Electron transfer efficiency in liquid xenon across THGEM holes

TL;DR

This paper investigates the electron transfer efficiency in liquid xenon using THGEM electrodes, demonstrating near-perfect transfer efficiencies and analyzing their voltage dependence through experiments and simulations, which could impact future detector designs.

Contribution

It provides experimental evidence that THGEMs coated with VUV photocathodes can achieve nearly 100% electron transfer efficiency in liquid xenon, informing future detector development.

Findings

Transfer efficiencies approaching 100% were achieved.

Efficiency depends on voltage and matches simulation predictions.

Results support the use of THGEMs in advanced liquid xenon detectors.

Abstract

Dual-phase liquid-xenon time projection chambers (LXe TPCs) deploying a few tonnes of liquid are presently leading the search for WIMP dark matter. Scaling these detectors to 10-fold larger fiducial masses, while improving their sensitivity to low-mass WIMPs presents difficult challenges in detector design.

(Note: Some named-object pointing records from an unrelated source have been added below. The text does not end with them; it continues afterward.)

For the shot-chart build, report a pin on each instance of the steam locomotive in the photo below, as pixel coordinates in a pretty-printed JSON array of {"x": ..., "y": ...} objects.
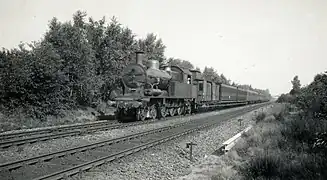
[{"x": 155, "y": 91}]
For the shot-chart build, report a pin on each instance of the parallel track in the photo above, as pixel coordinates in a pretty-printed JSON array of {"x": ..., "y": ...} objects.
[
  {"x": 33, "y": 136},
  {"x": 69, "y": 162}
]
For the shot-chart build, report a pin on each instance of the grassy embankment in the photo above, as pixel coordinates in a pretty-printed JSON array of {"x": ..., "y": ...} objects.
[{"x": 285, "y": 145}]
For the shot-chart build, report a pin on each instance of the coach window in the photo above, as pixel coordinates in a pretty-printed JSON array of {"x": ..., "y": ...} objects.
[
  {"x": 188, "y": 79},
  {"x": 200, "y": 86}
]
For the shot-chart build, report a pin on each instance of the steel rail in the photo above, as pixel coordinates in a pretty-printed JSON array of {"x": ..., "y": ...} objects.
[{"x": 109, "y": 158}]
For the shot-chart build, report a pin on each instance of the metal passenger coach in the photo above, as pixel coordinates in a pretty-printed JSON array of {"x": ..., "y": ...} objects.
[{"x": 154, "y": 91}]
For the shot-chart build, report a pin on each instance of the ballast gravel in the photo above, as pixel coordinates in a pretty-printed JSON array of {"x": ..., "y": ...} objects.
[
  {"x": 171, "y": 160},
  {"x": 40, "y": 148}
]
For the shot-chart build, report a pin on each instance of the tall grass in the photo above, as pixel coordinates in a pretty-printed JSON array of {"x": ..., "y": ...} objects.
[{"x": 285, "y": 147}]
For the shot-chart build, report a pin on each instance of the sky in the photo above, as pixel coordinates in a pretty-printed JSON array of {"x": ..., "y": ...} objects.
[{"x": 259, "y": 42}]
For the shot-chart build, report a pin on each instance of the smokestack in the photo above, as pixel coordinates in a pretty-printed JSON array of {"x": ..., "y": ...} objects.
[{"x": 139, "y": 57}]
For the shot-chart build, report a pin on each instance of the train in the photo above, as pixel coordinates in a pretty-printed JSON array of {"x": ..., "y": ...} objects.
[{"x": 155, "y": 91}]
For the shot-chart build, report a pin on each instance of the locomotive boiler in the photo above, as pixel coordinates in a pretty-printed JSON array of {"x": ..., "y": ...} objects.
[
  {"x": 151, "y": 92},
  {"x": 154, "y": 91}
]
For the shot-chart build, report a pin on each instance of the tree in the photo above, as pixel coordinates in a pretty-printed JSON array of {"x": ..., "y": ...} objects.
[
  {"x": 153, "y": 48},
  {"x": 296, "y": 86}
]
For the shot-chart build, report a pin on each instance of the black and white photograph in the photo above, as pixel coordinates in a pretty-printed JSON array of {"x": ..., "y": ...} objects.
[{"x": 163, "y": 90}]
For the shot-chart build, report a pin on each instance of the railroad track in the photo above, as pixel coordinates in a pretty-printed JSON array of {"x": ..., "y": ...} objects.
[
  {"x": 68, "y": 162},
  {"x": 29, "y": 138},
  {"x": 38, "y": 135}
]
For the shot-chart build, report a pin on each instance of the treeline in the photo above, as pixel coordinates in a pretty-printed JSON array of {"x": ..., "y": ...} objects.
[
  {"x": 311, "y": 99},
  {"x": 212, "y": 74},
  {"x": 75, "y": 64}
]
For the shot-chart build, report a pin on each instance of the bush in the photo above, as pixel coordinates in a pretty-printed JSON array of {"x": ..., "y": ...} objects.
[{"x": 260, "y": 117}]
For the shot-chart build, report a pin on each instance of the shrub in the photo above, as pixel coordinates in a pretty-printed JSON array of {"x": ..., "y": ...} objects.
[{"x": 260, "y": 117}]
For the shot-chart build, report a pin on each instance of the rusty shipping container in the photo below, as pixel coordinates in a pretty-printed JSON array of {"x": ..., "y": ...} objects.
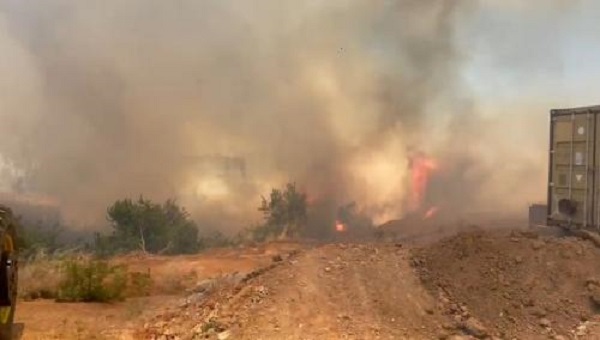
[{"x": 574, "y": 171}]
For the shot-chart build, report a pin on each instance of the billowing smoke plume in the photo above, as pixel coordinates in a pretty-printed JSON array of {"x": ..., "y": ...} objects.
[{"x": 215, "y": 102}]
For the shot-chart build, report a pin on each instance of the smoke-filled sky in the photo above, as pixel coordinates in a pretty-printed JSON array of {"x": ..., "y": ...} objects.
[{"x": 216, "y": 102}]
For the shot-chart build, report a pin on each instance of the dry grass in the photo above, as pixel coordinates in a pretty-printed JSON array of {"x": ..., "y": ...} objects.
[{"x": 40, "y": 275}]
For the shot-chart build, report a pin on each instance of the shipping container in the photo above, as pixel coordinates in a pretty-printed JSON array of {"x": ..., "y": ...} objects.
[{"x": 574, "y": 169}]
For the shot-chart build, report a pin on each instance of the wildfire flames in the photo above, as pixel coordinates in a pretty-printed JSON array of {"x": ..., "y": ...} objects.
[
  {"x": 430, "y": 213},
  {"x": 422, "y": 167},
  {"x": 340, "y": 227}
]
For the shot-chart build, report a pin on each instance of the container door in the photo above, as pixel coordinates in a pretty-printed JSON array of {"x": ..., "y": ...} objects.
[{"x": 572, "y": 169}]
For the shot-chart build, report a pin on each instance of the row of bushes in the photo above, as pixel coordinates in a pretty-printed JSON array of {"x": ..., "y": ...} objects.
[{"x": 82, "y": 280}]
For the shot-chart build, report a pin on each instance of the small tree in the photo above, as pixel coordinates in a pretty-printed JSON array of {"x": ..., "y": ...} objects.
[
  {"x": 285, "y": 212},
  {"x": 150, "y": 227}
]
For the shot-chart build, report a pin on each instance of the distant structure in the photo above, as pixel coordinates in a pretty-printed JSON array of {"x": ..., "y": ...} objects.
[
  {"x": 222, "y": 166},
  {"x": 33, "y": 209}
]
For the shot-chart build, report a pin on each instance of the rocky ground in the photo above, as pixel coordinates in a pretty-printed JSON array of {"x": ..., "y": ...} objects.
[{"x": 476, "y": 285}]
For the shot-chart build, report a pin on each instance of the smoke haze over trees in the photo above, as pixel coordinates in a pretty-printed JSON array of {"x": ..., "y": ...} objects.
[{"x": 217, "y": 102}]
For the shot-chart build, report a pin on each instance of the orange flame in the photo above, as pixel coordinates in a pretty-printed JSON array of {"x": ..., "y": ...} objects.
[
  {"x": 340, "y": 227},
  {"x": 430, "y": 213},
  {"x": 421, "y": 169}
]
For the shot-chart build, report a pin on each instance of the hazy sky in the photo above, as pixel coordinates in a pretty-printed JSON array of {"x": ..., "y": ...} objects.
[
  {"x": 535, "y": 52},
  {"x": 105, "y": 99}
]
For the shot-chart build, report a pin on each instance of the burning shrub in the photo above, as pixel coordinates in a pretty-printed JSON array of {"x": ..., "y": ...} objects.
[{"x": 285, "y": 214}]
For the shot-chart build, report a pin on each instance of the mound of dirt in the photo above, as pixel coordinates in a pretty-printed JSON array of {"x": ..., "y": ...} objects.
[
  {"x": 330, "y": 292},
  {"x": 516, "y": 285}
]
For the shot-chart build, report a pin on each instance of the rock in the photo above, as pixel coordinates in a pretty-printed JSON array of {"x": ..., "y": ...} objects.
[
  {"x": 458, "y": 337},
  {"x": 545, "y": 322},
  {"x": 537, "y": 244},
  {"x": 539, "y": 312},
  {"x": 595, "y": 295},
  {"x": 224, "y": 335},
  {"x": 475, "y": 328}
]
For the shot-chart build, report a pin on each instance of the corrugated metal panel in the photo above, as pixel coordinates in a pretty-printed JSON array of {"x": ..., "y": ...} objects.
[{"x": 573, "y": 195}]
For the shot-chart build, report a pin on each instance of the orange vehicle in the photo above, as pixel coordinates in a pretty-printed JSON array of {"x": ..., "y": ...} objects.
[{"x": 8, "y": 272}]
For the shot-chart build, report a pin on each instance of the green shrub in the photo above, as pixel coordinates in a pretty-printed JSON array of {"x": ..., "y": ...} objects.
[{"x": 92, "y": 281}]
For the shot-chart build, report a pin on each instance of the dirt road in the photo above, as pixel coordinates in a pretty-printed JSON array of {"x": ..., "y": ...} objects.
[{"x": 477, "y": 285}]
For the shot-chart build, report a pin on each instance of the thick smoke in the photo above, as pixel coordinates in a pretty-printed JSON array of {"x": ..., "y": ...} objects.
[{"x": 216, "y": 102}]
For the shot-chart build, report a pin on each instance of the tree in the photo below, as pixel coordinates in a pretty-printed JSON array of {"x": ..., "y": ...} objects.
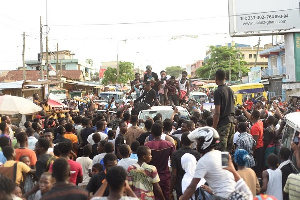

Several groups are considering a departure from current schemes, towards either single-phase liquid-only TPCs, or dual-phase detectors where the electroluminescence region consists of patterned electrodes. Here, we discuss the possible use of Thick Gaseous Electron Multipliers (THGEMs) coated with a VUV photocathode and immersed in LXe as a building block in such designs. We focus on the transfer efficiencies of ionization electrons and photoelectrons emitted from the photocathode through the electrode holes, and show experimentally that efficiencies approaching 100 % can be achieved with realistic voltage settings. The observed voltage dependence of the transfer efficiencies is consistent with electron transport simulations once diffusion and charging-up effects are included.